Durante a reunião, a conselheira Angélica Guimarães destacou a preocupação do Tribunal de Contas com a preservação do rio Vaza Barris.
“É um projeto que está sendo construído sem a devida adequação da questão do esgotamento sanitário. Por isso convidamos todos os entes envolvidos a participar dessa reunião, porque o que queremos é que seja realizado o esgotamento sanitário para não contaminar o rio, o que seria um prejuízo ambiental muito grande para toda a sociedade sergipana”, ressaltou.
O procurador Eduardo Côrtes avaliou positivamente o diálogo.
“Conseguimos construir um consenso no sentido de resolver questões relacionadas ao licenciamento ambiental da obra e também para o esgotamento sanitário da região. A partir daí os agentes envolvidos vão apresentar soluções, inclusive com projetos, para que possamos discutir e consensualmente encontrar um caminho que adeque o projeto em andamento às reais necessidades de esgotamento da região”, afirmou.

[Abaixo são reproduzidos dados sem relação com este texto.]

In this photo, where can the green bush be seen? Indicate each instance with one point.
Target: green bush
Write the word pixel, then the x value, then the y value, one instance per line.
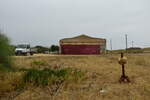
pixel 5 53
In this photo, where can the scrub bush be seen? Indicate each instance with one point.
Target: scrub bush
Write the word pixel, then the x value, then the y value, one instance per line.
pixel 5 53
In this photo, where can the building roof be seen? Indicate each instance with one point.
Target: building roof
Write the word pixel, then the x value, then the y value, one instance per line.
pixel 83 39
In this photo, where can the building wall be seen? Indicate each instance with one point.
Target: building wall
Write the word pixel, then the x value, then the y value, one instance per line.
pixel 80 49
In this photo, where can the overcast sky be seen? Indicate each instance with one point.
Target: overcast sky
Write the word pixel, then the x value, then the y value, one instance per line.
pixel 45 22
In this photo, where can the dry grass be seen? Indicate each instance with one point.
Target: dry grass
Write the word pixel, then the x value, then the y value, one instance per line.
pixel 100 83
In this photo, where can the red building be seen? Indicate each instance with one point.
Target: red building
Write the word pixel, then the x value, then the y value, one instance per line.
pixel 82 44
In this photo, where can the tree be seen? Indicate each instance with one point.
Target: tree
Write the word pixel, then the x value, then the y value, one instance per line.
pixel 54 48
pixel 5 53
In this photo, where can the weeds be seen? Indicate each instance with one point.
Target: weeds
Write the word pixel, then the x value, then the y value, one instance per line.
pixel 49 76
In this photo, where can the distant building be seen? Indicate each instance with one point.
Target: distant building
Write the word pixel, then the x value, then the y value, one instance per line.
pixel 82 44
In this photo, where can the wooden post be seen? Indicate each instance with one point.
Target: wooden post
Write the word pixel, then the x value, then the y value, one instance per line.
pixel 123 78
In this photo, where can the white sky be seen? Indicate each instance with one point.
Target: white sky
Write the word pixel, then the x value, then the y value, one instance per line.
pixel 45 22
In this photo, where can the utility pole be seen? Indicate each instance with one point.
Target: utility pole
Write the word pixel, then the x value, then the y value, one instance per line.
pixel 132 44
pixel 126 37
pixel 111 44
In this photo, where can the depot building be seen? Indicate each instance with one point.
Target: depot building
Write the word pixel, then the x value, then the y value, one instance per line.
pixel 82 44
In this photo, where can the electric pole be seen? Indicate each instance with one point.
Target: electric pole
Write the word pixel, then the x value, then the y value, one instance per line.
pixel 126 37
pixel 111 44
pixel 132 44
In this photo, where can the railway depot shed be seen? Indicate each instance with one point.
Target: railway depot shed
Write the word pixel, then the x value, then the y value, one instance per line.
pixel 82 44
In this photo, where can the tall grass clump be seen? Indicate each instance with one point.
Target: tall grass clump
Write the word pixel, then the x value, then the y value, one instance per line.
pixel 5 53
pixel 50 76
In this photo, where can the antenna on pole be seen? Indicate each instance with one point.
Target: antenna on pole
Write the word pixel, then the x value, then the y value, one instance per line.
pixel 126 37
pixel 132 44
pixel 111 44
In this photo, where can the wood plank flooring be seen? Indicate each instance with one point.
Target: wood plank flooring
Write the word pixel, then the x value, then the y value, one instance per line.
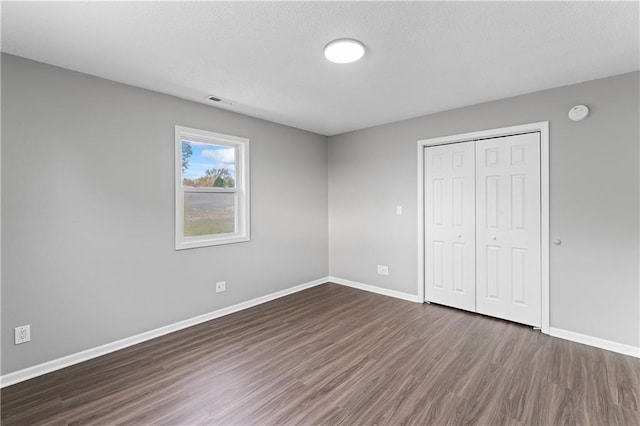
pixel 336 355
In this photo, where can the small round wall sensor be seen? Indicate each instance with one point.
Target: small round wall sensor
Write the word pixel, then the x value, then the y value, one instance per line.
pixel 578 112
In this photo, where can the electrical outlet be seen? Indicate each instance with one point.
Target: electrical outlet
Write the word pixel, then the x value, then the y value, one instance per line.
pixel 22 334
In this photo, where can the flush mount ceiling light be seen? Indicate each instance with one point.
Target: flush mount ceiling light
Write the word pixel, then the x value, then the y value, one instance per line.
pixel 344 51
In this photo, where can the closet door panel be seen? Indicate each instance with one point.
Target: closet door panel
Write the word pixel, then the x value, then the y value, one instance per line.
pixel 450 225
pixel 508 228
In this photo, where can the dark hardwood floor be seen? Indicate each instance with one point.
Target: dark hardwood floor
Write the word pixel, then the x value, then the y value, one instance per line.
pixel 336 355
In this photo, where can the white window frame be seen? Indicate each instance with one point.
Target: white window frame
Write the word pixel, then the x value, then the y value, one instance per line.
pixel 241 190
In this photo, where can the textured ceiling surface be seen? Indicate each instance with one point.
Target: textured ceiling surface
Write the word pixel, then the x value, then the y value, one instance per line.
pixel 266 57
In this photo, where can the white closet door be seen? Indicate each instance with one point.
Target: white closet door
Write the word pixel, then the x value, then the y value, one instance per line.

Ao final, ficou definida a realização de uma nova reunião, no prazo de até 30 dias, para acompanhar o andamento das medidas acordadas entre os órgãos e entidades presentes.
As discussões foram motivadas por apontamentos técnicos da Coordenadoria de Engenharia do TCE que identificaram riscos de incompatibilidade entre a drenagem e o sistema de esgotamento sanitário, o que poderia comprometer a eficácia da obra e ocasionar danos ambientais.
A conselheira relatora acrescentou que seguirá acompanhando e buscando soluções que garantam a efetividade do investimento e a proteção ambiental.